HISTORY QUOTES VIII

quotations about history

What are our pretended histories? Fables, jest-books, satires, apologies, anything but what they profess to be.

A. H. EVERETT

attributed, Day's Collacon


Faithful, well-written history is a map, in which we trace the winding ways and manifold wonders of divine Providence.

JOHN THORNTON

Maxims and Directions for Youth


History does not belong to us, we belong to it.

HANS-GEORGE GADAMER

Truth and Method


Historians exercise great power and some of them know it. They recreate the past, changing it to fit their own interpretations. Thus, they change the future as well.

FRANK HERBERT

Heretics of Dune

Tags: Frank Herbert


History is philosophy teaching by examples.

THUCYDIDES

The History of the Peloponnesian War

Tags: Thucydides


History can come in handy.
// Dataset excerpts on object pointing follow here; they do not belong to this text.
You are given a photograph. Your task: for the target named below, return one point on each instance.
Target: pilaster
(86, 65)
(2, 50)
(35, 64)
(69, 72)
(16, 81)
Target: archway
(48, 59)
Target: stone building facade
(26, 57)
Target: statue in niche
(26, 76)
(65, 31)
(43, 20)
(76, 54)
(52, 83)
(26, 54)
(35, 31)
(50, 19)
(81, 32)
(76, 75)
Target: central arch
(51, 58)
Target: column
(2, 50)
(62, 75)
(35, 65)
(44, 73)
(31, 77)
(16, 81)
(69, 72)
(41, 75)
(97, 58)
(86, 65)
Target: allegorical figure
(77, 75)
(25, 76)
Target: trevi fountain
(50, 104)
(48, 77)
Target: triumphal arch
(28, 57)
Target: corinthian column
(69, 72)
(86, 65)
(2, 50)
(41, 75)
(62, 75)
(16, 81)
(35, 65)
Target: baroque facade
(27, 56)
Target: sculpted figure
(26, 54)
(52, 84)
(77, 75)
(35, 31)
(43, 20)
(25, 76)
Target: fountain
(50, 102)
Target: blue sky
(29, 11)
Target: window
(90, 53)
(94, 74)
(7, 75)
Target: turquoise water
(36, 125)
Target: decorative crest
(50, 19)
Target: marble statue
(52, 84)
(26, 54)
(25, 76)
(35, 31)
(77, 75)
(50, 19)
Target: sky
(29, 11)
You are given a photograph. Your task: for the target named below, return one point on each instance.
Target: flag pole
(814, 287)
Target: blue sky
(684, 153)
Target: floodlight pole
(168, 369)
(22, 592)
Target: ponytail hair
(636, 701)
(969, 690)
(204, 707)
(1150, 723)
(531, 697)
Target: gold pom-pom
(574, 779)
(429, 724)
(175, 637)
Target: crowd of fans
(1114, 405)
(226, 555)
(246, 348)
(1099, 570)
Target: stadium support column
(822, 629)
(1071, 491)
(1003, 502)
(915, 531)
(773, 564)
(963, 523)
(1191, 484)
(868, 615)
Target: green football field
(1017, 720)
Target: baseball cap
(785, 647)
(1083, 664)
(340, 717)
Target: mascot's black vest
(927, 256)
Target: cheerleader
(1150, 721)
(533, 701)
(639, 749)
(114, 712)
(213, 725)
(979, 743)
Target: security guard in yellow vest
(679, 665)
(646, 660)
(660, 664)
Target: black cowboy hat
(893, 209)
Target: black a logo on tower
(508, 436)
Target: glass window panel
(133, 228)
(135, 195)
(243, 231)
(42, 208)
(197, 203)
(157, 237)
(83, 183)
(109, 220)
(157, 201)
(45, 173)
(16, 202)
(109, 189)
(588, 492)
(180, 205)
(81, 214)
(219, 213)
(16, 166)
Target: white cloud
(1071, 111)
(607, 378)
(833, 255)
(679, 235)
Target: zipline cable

If you were born yesterday, with no knowledge of the past, you might easily accept whatever the government tells you. But knowing a bit of history--while it would not absolutely prove the government was lying in a given instance--might make you skeptical, lead you to ask questions, make it more likely that you would find out the truth.

HOWARD ZINN

You Can't Be Neutral on a Moving Train

Tags: Howard Zinn


You know you're getting older when you notice that more and more history questions happened in your lifetime!

TOM WILSON

Ziggy, Jul. 3, 1999

Tags: Tom Wilson


What experience and history teach is this -- that people and governments never have learned anything from history or acted on the principles deduced from it.

G.W.F. HEGEL

Philosophy of History

Tags: Georg Wilhelm Friedrich Hegel


The business of the historian is with the truth of things, but he is too much under temptation to make his history interesting, to be always able to reject a fine story.

CHRISTIAN NESTELL BOVEE

Intuitions and Summaries of Thought

Tags: Christian Nestell Bovee


Many scholars have complained of our tendency to see history only in conflicts, but I am not convinced they are right. It is in conflict that our values are exposed.

BERNARD BECKETT

Genesis

Tags: Bernard Beckett


The great historian is he that can distinguish what is done from what happens.

IVAN PANIN

Thoughts

Tags: Ivan Panin


To study history means submitting to chaos and nevertheless retaining faith in order and meaning. It is a very serious task, young man, and possibly a tragic one.

HERMANN HESSE

The Glass Bead Game

Tags: Hermann Hesse


The vividness and force with which we trace the motion of history depends on the degree to which we look beyond persons and fix our gaze on things.

LORD ACTON

letter to Mary Gladstone, March 15, 1880

Tags: Lord Acton


Every historian has described the age in which he happened to write, as the worst, because he has only heard of the wickedness of other times, but has felt and seen that of his own.

CHARLES CALEB COLTON

Lacon

Tags: Charles Caleb Colton


Any true student must realize that History has no beginning. Regardless of where a story starts, there are always earlier heroes and earlier tragedies.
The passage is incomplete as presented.